APOE4 (apolipoprotein E4) is a 34 kDa plasma lipoprotein that has recently been found to have a potential association with both AD (90) and periodontitis (91). The autopsy report not only presents evidence of a positive correlation between APOE4 allele and sporadic AD (92), but also observes an association between APOE genotypes and β-amyloid deposition in the cerebral cortex, even in elderly participants without AD (93). The relationship between periodontitis and AD may be explained by the presence of the APOE4 gene. A case-control study using tooth loss as a surrogate measure for periodontitis has shown an association between mild cognitive impairment (MMI) and the number of teeth lost in individuals carrying the APOE4 allele (94). Furthermore, Porphyromonas gingivalis may enter the brains of ApoE−/− mice, leading to complement activation and damage to surrounding neurons (95). This neuroinflammatory mechanism induced by Porphyromonas gingivalis could potentially generate neurotoxic fragments of APOE in AD brains. The detection of Porphyromonas gingivalis in the central nervous system suggests a potential correlation between the development of AD and genetic variations associated with the host immune response, including genes such as TREM2 (96), TLR4 (97), CR1 (98), and NLRP3 (99). To devise more personalized prevention and treatment strategies, future research can concentrate on elucidating internal changes and genetic variations occurring within the host.
3.3 Prevention
3.3.1 Oral hygiene maintenance
As AD progresses, the cognitive decline experienced by patients adversely affects their ability to uphold oral hygiene practices and limits their access to dental care (100), resulting in a notable decline in their oral health status (101). Research has indicated that only 13% of adults aged 50 and above in Organization for Economic Co-operation and Development (OECD) member countries engage in weekly oral hygiene practices (102). Thus, healthcare professionals assume a crucial role in delivering comprehensive oral education and conducting regular follow-up visits to evaluate the oral condition of patients, ensuring effective periodontal maintenance (103). The implementation of the 5S methodology, comprising sorting (Seiri), straightening (Seiton), sweeping (Seiso), standardizing (Seiketsu), and sustaining (Shitsuke), is gradually integrated into oral hygiene practices (96). This approach assists healthcare providers in enhancing hygiene standards and work efficiency while caring for elderly patients with AD, which potentially yields improved overall oral health outcomes (104).
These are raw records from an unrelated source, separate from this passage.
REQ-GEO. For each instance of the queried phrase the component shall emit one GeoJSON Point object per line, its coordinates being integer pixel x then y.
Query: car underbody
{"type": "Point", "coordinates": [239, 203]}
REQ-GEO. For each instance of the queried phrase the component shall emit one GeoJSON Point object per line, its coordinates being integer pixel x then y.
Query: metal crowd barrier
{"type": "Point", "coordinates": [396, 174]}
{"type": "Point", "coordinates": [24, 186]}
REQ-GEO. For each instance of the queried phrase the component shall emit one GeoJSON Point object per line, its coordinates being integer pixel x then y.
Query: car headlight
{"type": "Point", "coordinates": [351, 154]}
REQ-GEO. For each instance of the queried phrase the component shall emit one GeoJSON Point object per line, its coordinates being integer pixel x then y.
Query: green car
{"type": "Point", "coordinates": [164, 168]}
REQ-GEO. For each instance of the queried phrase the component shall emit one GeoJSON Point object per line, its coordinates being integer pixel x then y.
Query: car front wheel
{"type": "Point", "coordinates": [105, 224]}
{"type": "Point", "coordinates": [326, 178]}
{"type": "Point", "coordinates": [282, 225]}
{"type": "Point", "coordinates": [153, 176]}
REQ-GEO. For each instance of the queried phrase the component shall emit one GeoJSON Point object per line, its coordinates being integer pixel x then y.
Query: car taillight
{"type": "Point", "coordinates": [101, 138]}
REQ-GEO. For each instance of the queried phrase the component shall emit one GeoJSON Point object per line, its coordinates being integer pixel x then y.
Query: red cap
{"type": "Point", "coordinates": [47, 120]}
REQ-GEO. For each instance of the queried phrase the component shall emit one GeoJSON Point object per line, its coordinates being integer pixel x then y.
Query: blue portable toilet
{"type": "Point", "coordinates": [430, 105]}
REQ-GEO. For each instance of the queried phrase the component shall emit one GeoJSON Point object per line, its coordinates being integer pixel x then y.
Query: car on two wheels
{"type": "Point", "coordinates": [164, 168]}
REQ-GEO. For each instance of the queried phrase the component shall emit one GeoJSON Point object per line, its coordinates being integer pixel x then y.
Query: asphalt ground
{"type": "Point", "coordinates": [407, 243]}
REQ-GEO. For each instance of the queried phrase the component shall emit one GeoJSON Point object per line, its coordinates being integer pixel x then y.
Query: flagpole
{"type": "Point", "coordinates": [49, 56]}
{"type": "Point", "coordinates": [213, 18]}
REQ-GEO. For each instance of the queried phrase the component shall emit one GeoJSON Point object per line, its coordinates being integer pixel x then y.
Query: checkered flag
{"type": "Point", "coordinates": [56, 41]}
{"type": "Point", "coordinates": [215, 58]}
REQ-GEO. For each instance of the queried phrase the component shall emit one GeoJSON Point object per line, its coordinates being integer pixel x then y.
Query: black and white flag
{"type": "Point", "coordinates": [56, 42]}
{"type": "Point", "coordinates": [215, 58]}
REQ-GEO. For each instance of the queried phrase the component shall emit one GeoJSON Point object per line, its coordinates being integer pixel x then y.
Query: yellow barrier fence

Considering the impact of cognitive impairments on oral health and dental utilization (105), a longitudinal study conducted in China unveiled the challenges faced by elderly individuals with dementia in maintaining sufficient oral hygiene habits, resulting in suboptimal oral health status and an elevated vulnerability to dental caries. These difficulties can be attributed to obstacles encountered during toothbrushing (53). In comparison to traditional manual toothbrushes and dental floss, the adoption of powered toothbrushes, water flossers, or Collis curve brushes has emerged as a promising intervention, providing simplified oral care procedures and enhanced plaque removal efficacy, thereby promoting improved oral hygiene practices (106).
3.3.2 Vaccine
The research findings present evidence that the release of OMVs by Porphyromonas gingivalis triggers the activation of the NLRP3 inflammasome, leading to neuroinflammation, tau phosphorylation, and cognitive impairment in mice. This cascade of events has the potential to have a latent impact on the progression of AD (107), although the exact extent of its influence is still uncertain. Notably, the gingival cytoplasmic membrane vesicles possess nanoscale dimensions and exhibit remarkable immunogenicity, adaptability, and immunocyte uptake, thereby displaying functional intercellular interactions. These unique characteristics position them as a promising avenue for the development of vaccines and targeted drug delivery systems aimed at suppressing the release of bacterial virulence factors (108). Currently, extensive research and development efforts are underway to formulate vaccines tailored specifically to combat periodontal pathogens, particularly Porphyromonas gingivalis (109). Anticipated advancements in vaccine development technologies hold promise for the creation of an expanded repertoire of vaccines targeting a diverse array of periodontal pathogens in the foreseeable future. These vaccines have potential in effectively preventing both oral diseases induced by oral bacteria and systemic diseases. Furthermore, the development of vaccines against periodontal pathogens is expected to yield improvements in global oral health, thereby exerting a impact on overall human health and well-being.
3.3.3 Healthy lifestyle
Periodontitis and AD bear resemblances in terms of multiple shared risk factors, including age, obesity, diabetes, psychological stress, smoking, alcohol consumption, and education level. Consequently, implementing measures to modify lifestyle habits in these domains can serve as an effective strategy in concurrently preventing and ameliorating both periodontitis and AD.
Immunosenescence and inflammation are intricately interconnected processes that synergistically contribute to the pathogenesis of periodontitis and AD (110). Insufficient physical activity, imbalanced dietary patterns, and excessive nutrient intake can elicit inflammatory responses and oxidative stress, disrupting crucial metabolic pathways and ultimately predisposing individuals to obesity and diabetes (111). Therefore, promoting a comprehensive diet and physically active lifestyle among older individuals is of paramount importance to bolster the immune system, mitigate the risks associated with obesity and diabetes, and foster a vibrant aging process. Additionally, dietary modifications have the potential to exert positive effects on both oral and gut microbiota, thereby imparting further benefits to overall health.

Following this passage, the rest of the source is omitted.